Tuesday, 9 December 2008

Baby 'P' and Suicide

As the Baby 'P' case slips slowly from the headlines you may think it strange to raise it here linked to suicide but there is reason in my apparent madness.

Baby 'P' was a wee innocent baby whose life was snuffed out by his mother and her partner in an horrendous and obscene murder.  All must have been horrified at the pain and suffering inflicted on this little boy. 

How can there possibly be a link between a suicide victim and this innocent wee baby?

Much of the outrage, both public and political, felt at Baby P's death has moved from those directly responsible to those services  - police, NHS, social services - who knew of the family, who had suspicions but yet failed to save him. An inquiry has been held already, heads have rolled, and the government has parachuted in a new head of Haringey's Childrens Services.

In yesterday's mini-post I quoted two Liberal Democrats who were happy at the sacking of the head of Children's Services:

Councillor Robert Gorrie, leader of Haringey Liberal Democrat opposition, said: "This is the right decision. No one should be rewarded for failure in public service. .....  Those in top jobs in public service should be put on notice - there is no hiding place for incompetence and deceit for those charged with looking after the vulnerable children in our society."

Lynne Featherstone, the Liberal Democrat MP for Hornsey and Wood Green, welcomed Shoesmith's departure. "I very much welcome her departure without a single penny. Hopefully it marks a break with the culture of secrecy, failure and deceit that failed Baby P."

The murder of one baby - however horrific - and the failure of the caring services, who were aware of the family, to protect the child has led to massive public interest, personnel changes in the Council department responsible and demands for changes in the way that such cases are handled.

 

What of a suicide victim?

A suicide doesn't normally generate much publicity.  There are those, and Mrs Carr is one, who are known to the NHS and other services as suffering from mental ill-health and as having attempted suicide, who receive minimal, if any, treatment for their mental health problems.

People struggle - often for years - self-harm, overdose, commit suicide because they are left helpless, distraught, despairing.  Suicide is not an irrational action but rather it is the rational outcome to a hopeless and intolerable life.

There is sympathy for those with terminal illnesses or severe paralysis who bring an end to their suffering by ending their life.  Unfortunately, such sympathy rarely extends to the mentally ill who can take no more.  They are seen as ill, irrational, weak, "it's their fault", "if only they would buck up their ideas", "we're well rid of them".  There is prejudice, stigma, stereotyping, ignorance, incompetence, neglect - yes, neglect! 

Lives become hopeless and intolerable because the caring services don't care, they neglect to look after these patients properly.  The ill are non-people.  If children were neglected by the services as are these adults there would be, justifiably, a massive outcry, questions raised in parliament, change would happen but for these unfortunate adults there is utter shameful neglect, left to live or die by an uncaring service. 

Many don't start out wanting to die but that is where they end up because the NHS either ignores them or offers inadequate treatment for their severe needs and social services unable to provide proper support. 

Why are the needy, the desperate left to cope with no, or totally inadequate, support?

Why can the so-called caring services not see the the real situation?

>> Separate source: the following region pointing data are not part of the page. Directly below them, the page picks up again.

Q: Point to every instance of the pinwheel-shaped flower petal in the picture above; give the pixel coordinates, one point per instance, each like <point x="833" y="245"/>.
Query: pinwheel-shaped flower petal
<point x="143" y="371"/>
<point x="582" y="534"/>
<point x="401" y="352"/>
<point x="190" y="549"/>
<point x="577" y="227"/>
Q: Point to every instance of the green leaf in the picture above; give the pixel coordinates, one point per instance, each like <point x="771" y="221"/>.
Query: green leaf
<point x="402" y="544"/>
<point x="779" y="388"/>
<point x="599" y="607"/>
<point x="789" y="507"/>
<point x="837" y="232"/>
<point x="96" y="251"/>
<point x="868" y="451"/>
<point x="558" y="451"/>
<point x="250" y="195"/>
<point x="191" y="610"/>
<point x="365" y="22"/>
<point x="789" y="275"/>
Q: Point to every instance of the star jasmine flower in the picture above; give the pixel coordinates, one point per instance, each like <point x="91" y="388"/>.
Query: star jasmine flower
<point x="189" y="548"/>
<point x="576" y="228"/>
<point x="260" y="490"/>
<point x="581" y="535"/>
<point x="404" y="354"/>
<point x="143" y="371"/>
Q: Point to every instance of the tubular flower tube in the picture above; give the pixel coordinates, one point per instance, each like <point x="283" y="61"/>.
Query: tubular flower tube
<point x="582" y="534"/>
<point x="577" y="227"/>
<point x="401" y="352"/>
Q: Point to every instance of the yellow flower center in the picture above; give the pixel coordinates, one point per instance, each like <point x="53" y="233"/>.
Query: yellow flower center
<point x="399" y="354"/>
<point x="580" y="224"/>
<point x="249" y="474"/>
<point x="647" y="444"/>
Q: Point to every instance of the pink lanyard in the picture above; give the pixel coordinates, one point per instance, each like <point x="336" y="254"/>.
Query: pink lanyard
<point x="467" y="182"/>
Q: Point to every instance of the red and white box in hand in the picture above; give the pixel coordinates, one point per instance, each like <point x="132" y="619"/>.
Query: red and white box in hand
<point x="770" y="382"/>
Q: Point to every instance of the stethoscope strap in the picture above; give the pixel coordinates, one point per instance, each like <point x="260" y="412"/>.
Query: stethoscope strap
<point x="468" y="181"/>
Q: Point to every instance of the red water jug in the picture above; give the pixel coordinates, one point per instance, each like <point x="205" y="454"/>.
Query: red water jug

Why do they not realise that massive support is required just to keep some functioning at the most basic level?  Christ, it's not rocket science!  Just proper diagnosis, no stigmatising labels, correct treatment, identify needs and supply care.

We've seen the outcry when a child is allowed to die of neglect but adults are allowed to die of neglect, not of their parents but of the state and there is shameful silence. 

Correctly we would never criticise a baby. Likewise those adults who commit suicide shouldn't be criticised. 

Their deaths are a flag to the uncaring services we have in this country.

Their deaths shame our politicians!

Their deaths shame the NHS!

Their deaths shame all of us!

Their deaths are a national scandal!

What are we as a society that we tolerate this?

 

I finish with Councillor Gorrie's quote with one word removed to make it more apposite for the care of potential suicide victims:

"No one should be rewarded for failure in public service. .....  Those in top jobs in public service should be put on notice - there is no hiding place for incompetence and deceit for those charged with looking after the vulnerable children in our society."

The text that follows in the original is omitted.